Silverman Thompson lawyers Bill Sinclair and Anna Skelton recently convinced a New Jersey federal judge that he should compel arbitration of their suit, effectively dismissing a federal complaint. The plaintiff, Precision Funding Group, sued its competitor, National Fidelity Mortgage, for alleged interference with contracts and business opportunities (among other business torts). PFG based its complaint in large part on the actions of two former employees who left PFG to work for NFM. In addition to its suit against NFM, PFG initiated arbitrations against its former employees pursuant to a clause in their employment agreement, drafted by PFG, that required mandatory arbitration.

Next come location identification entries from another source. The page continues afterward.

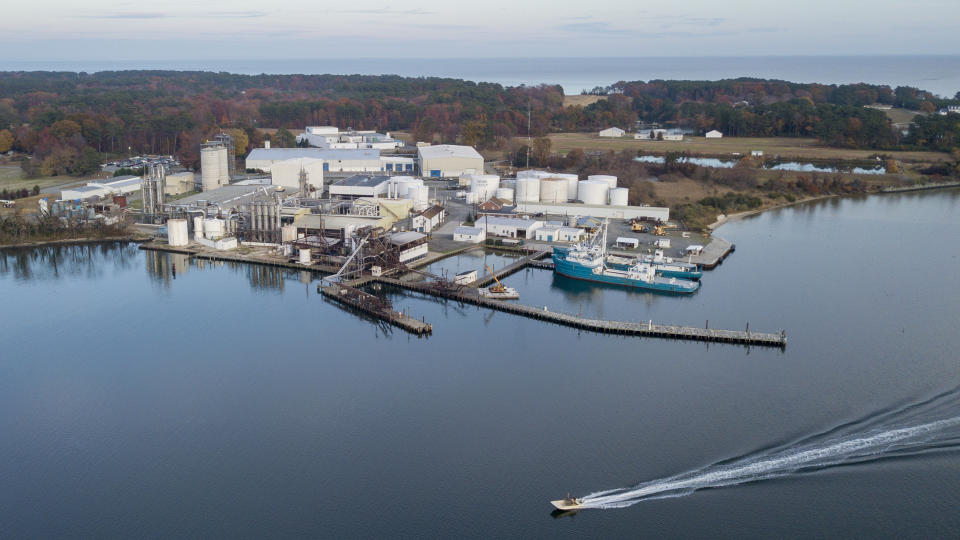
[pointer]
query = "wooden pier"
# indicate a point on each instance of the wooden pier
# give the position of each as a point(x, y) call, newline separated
point(714, 253)
point(643, 329)
point(375, 307)
point(509, 269)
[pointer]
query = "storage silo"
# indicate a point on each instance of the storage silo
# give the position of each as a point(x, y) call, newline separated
point(619, 196)
point(553, 190)
point(528, 189)
point(177, 234)
point(209, 168)
point(420, 196)
point(592, 192)
point(224, 165)
point(611, 181)
point(572, 181)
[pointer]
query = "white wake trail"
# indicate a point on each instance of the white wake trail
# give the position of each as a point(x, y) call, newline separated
point(874, 445)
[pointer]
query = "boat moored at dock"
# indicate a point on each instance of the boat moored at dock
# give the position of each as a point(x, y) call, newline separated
point(587, 261)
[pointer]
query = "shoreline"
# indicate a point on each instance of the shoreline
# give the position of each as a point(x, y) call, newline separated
point(71, 241)
point(723, 219)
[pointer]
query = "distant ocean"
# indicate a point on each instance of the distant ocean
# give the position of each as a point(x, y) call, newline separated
point(938, 74)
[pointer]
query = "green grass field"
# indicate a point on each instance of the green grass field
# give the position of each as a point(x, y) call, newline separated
point(12, 177)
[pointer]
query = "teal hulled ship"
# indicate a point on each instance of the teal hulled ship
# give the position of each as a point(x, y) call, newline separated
point(663, 266)
point(587, 261)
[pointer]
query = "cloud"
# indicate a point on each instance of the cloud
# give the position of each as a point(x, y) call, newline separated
point(593, 28)
point(129, 15)
point(237, 14)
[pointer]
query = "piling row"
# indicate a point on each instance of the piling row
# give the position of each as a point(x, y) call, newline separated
point(509, 269)
point(648, 329)
point(340, 294)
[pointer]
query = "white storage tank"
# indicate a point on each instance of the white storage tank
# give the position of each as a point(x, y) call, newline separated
point(610, 180)
point(505, 194)
point(619, 196)
point(177, 234)
point(592, 192)
point(224, 165)
point(528, 189)
point(572, 181)
point(420, 196)
point(209, 168)
point(553, 190)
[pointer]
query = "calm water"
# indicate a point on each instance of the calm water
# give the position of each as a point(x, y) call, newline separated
point(235, 401)
point(938, 74)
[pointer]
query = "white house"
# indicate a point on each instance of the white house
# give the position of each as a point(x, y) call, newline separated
point(612, 132)
point(657, 135)
point(429, 219)
point(557, 233)
point(469, 234)
point(509, 227)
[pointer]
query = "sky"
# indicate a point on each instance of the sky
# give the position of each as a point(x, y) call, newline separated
point(58, 30)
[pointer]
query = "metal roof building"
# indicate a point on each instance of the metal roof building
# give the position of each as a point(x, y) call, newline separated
point(449, 160)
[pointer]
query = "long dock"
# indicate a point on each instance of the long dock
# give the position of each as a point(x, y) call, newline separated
point(714, 253)
point(373, 306)
point(643, 329)
point(509, 269)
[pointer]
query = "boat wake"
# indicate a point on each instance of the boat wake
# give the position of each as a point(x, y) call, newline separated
point(913, 429)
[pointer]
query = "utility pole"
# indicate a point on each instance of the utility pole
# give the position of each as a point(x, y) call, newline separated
point(528, 130)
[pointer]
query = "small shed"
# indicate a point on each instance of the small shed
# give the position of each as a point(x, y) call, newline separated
point(627, 242)
point(474, 235)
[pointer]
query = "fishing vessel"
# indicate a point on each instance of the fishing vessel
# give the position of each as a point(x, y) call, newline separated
point(570, 503)
point(587, 261)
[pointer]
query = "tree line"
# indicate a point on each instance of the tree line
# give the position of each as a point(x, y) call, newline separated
point(69, 121)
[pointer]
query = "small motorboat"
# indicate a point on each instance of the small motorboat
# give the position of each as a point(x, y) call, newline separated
point(570, 503)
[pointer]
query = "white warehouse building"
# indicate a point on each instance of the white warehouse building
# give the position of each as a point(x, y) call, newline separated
point(449, 161)
point(509, 227)
point(287, 173)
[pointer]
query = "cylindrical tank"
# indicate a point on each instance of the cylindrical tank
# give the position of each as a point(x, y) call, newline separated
point(610, 180)
point(224, 165)
point(214, 228)
point(619, 196)
point(528, 189)
point(177, 234)
point(420, 196)
point(209, 168)
point(553, 190)
point(572, 181)
point(592, 192)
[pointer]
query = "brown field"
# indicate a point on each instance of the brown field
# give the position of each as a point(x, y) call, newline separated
point(785, 147)
point(581, 100)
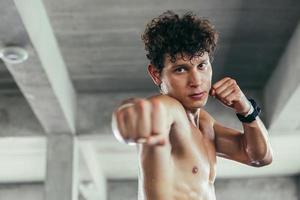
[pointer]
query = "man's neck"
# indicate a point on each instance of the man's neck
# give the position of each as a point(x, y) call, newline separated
point(193, 116)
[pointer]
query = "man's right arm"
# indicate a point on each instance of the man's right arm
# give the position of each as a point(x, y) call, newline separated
point(145, 120)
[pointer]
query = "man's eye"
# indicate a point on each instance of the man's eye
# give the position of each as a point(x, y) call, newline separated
point(180, 70)
point(202, 66)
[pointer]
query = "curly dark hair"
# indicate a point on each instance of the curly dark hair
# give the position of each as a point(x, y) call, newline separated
point(170, 34)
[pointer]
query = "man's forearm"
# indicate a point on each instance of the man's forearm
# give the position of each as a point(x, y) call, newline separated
point(256, 142)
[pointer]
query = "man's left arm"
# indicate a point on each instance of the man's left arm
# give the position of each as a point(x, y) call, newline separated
point(251, 147)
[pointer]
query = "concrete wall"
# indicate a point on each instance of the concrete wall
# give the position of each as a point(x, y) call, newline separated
point(28, 191)
point(272, 188)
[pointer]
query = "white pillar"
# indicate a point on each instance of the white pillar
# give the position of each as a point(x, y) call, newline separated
point(62, 167)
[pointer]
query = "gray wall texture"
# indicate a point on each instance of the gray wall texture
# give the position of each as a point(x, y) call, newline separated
point(28, 191)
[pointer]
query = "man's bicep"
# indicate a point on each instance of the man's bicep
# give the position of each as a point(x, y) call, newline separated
point(230, 144)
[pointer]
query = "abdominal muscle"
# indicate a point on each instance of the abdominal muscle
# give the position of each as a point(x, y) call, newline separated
point(185, 171)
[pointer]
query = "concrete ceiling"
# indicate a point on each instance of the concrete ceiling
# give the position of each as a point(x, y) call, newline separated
point(89, 54)
point(101, 46)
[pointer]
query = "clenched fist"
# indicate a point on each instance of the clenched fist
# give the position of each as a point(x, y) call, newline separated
point(229, 93)
point(141, 121)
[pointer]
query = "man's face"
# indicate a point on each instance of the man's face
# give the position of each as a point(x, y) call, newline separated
point(186, 80)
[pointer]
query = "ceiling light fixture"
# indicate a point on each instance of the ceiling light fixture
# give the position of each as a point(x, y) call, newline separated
point(13, 54)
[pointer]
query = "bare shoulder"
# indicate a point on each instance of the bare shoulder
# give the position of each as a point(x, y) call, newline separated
point(173, 106)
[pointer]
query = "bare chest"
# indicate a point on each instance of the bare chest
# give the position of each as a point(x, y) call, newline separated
point(194, 154)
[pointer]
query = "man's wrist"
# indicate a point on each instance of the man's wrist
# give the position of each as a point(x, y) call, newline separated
point(249, 110)
point(251, 115)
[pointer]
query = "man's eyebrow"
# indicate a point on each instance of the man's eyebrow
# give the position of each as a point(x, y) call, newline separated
point(187, 65)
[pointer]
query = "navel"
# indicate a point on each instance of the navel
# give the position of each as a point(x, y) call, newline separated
point(195, 170)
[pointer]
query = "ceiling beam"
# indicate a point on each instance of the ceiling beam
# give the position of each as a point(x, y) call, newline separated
point(282, 92)
point(43, 78)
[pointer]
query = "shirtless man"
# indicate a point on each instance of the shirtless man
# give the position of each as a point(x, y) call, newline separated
point(177, 140)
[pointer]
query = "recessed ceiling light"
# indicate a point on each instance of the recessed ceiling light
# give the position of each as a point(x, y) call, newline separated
point(13, 55)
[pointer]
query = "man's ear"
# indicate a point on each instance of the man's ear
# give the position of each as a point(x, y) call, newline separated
point(154, 73)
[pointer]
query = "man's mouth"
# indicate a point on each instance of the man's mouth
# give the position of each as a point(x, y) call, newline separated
point(197, 95)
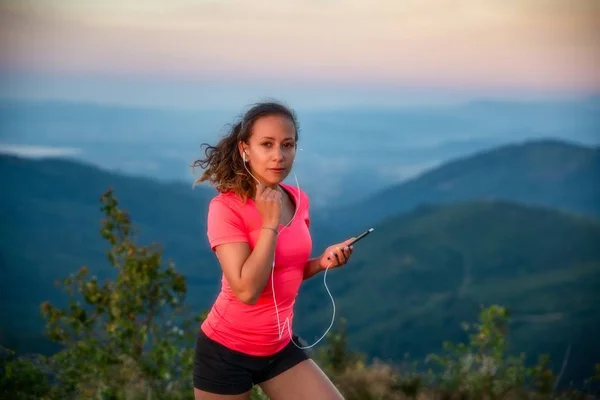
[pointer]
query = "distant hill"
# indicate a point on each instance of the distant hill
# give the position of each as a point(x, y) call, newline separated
point(417, 277)
point(406, 290)
point(50, 213)
point(548, 173)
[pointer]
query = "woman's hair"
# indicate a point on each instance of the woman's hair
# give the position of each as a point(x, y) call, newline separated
point(223, 165)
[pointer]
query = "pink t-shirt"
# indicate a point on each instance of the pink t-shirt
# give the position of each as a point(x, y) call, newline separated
point(253, 329)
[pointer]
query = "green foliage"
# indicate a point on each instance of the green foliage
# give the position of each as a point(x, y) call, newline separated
point(482, 367)
point(22, 378)
point(129, 337)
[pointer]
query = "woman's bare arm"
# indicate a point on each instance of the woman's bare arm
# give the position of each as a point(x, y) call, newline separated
point(246, 271)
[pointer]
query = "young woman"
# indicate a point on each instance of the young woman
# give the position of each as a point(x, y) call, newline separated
point(259, 229)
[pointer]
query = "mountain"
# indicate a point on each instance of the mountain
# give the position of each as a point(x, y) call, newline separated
point(548, 173)
point(407, 288)
point(413, 281)
point(50, 212)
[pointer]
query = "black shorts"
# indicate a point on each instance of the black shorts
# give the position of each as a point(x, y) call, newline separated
point(218, 369)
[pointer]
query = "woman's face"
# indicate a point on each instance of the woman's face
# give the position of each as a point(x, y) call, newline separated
point(271, 149)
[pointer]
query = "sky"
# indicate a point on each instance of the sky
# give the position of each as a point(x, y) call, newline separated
point(193, 52)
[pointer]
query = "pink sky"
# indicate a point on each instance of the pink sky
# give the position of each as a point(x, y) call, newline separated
point(531, 45)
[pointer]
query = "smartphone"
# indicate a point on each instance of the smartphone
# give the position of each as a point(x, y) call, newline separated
point(359, 237)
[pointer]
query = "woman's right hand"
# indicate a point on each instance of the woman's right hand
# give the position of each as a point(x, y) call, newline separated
point(269, 205)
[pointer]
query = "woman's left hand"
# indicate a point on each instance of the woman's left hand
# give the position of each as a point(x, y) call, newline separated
point(336, 255)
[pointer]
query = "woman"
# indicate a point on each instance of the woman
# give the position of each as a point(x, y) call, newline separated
point(258, 228)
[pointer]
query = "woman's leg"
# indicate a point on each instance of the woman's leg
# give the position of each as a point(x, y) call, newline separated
point(303, 381)
point(202, 395)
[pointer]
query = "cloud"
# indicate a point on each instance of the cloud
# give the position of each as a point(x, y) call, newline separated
point(546, 45)
point(38, 151)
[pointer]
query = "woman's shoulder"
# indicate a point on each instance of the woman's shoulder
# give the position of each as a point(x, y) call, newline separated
point(298, 193)
point(227, 198)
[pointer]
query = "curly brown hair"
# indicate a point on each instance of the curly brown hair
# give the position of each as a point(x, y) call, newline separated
point(223, 165)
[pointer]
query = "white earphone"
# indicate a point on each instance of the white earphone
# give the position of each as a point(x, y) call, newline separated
point(287, 319)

On behalf of NFM, Sinclair and Skelton argued that the federal suit against NFM was essentially the same suit that PFG brought in arbitration against its former employees and the Court should therefore “equitably estop” PFG from proceeding with its Federal claims. After extensive briefing and a lengthy hearing, the Court agreed, finding that even though NFM wasn’t a party to the employment agreements that provided for the mandatory arbitration, it had standing to compel arbitration because its claims were “inextricably intertwined” with those in arbitration.
STSW is widely-recognized as a premier litigation firm in the Mid-Atlantic region. Sinclair, who can be reached at bsinclair@silvermanthompson.com, and Skelton were recently honored as Maryland Super Lawyers for 2013 in the areas of business and civil litigation and their practices cover a wide range of business and commercial matters, including construction, employment, real estate, and business disputes.
A reported opinion can be found at Precision Funding Group v. National Fidelity Mortgage, 2013 U.S. Dist. LEXIS 76609 (D. N.J. May 31, 2013).